Heath Ledger’s death from an acidental overdose of medications points out the need for patient education! Americans are often way too medicated. If one doctor won’t provide a prescription they seek out another. But the problem isn’t just with those seeking pain killers, sleeping pills and/or anti-anxiety medications and mixing them.
As a home health nurse I have seen people with several versions of the same or similar medications such as anti-hypertensives or other cardiac drugs because they see so many different doctors and no one is overseeing the care.
I’ve had many patients on Lisinopril for instance who were also prescribed Prinivil or Zestril by another physician. (These are all the same drug. Lisinopril is the generic name and Prinivil and Zestril are brand names.) Patients didn’t know, and as the QI nurse reviewing charts, I caught the problem that the field nurse or therapist even overlooked!!
Different prescriptions from different doctors taken to a different pharmacy is a recipe for disaster! Just the same as those seeking drugs for pain or sleep.

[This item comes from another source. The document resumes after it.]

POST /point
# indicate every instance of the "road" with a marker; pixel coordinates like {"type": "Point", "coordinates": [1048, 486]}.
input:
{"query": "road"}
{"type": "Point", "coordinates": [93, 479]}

OTC meds for coughs, colds and sleep contain similar chemicals. Yet patients don’t read labels and don’t know this. So for instance they will repeatedly take one form of “PM” med and if it doesn’t work, they try another name brand not knowing that they are double dosing with diphenhydramine also known as Benedryl®.
The FDA finally caught on to parents overdosing infants and toddlers on cough and cold medicines because babies were dying from overdoses. But how many are still overdosing young children by giving them one name brand and when it doesn’t stop the cough, they give them another brand of the same basic medication?

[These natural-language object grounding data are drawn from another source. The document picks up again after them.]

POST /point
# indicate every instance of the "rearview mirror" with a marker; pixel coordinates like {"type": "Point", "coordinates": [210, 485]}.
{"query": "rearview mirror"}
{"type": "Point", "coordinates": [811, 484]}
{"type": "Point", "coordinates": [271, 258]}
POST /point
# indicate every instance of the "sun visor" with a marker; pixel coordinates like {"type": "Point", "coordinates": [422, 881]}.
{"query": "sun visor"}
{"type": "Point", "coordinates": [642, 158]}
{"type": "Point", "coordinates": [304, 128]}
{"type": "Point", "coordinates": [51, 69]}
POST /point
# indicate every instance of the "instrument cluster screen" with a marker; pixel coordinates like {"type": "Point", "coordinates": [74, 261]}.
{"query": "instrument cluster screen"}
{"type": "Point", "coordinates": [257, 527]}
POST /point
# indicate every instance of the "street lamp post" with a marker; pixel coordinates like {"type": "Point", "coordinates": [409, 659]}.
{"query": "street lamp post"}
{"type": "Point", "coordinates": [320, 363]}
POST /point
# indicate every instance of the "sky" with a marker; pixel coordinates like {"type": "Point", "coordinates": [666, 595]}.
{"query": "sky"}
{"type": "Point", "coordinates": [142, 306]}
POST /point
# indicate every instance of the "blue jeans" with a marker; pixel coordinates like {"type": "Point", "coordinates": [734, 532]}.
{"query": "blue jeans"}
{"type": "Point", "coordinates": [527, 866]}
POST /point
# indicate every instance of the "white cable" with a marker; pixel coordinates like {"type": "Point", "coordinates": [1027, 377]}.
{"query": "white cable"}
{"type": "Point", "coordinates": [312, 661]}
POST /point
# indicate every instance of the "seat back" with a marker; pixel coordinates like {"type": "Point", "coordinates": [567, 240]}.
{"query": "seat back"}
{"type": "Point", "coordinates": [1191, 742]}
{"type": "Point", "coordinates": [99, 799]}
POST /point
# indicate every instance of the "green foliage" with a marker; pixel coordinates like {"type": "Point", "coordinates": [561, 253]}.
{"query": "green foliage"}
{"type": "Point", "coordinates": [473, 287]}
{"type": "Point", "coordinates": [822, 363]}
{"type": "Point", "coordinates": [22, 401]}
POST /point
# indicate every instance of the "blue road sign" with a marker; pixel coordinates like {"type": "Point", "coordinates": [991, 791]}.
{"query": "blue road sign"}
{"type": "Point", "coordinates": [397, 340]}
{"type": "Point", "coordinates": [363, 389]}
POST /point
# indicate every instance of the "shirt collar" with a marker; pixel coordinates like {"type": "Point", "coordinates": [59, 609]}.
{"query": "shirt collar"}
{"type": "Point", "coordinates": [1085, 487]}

Let us take this opportunity to make the problem well known. A talented young man died way too young. As his father requests, let’s use his example to educate the public that medications can be deadly even if they are prescribed by a physician or other health care practitioner.

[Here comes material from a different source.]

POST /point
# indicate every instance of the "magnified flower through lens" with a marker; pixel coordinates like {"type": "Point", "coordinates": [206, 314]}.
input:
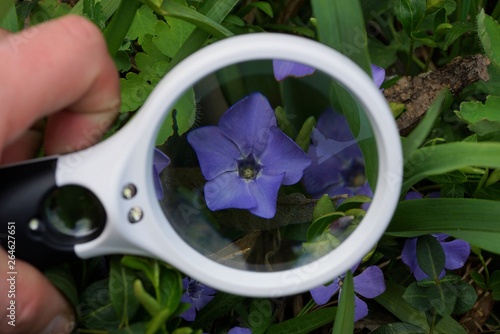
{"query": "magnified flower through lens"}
{"type": "Point", "coordinates": [247, 158]}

Nurses need to educate patients to Read labels and ask questions and to use one pharmacy and make one physician responsible to oversee all of their medications!
I think this is a terrific concept to remind ourselves about. Thanks for the reminder. I’m amazed every day at how many meds our patients take, and they don’t know why or how.
Nurse Practitioners Save Lives
This is a huge problem! I see it in practice almost every day. Patients don’t know what meds they take or exactly what they are for. It’s a recipe for disaster.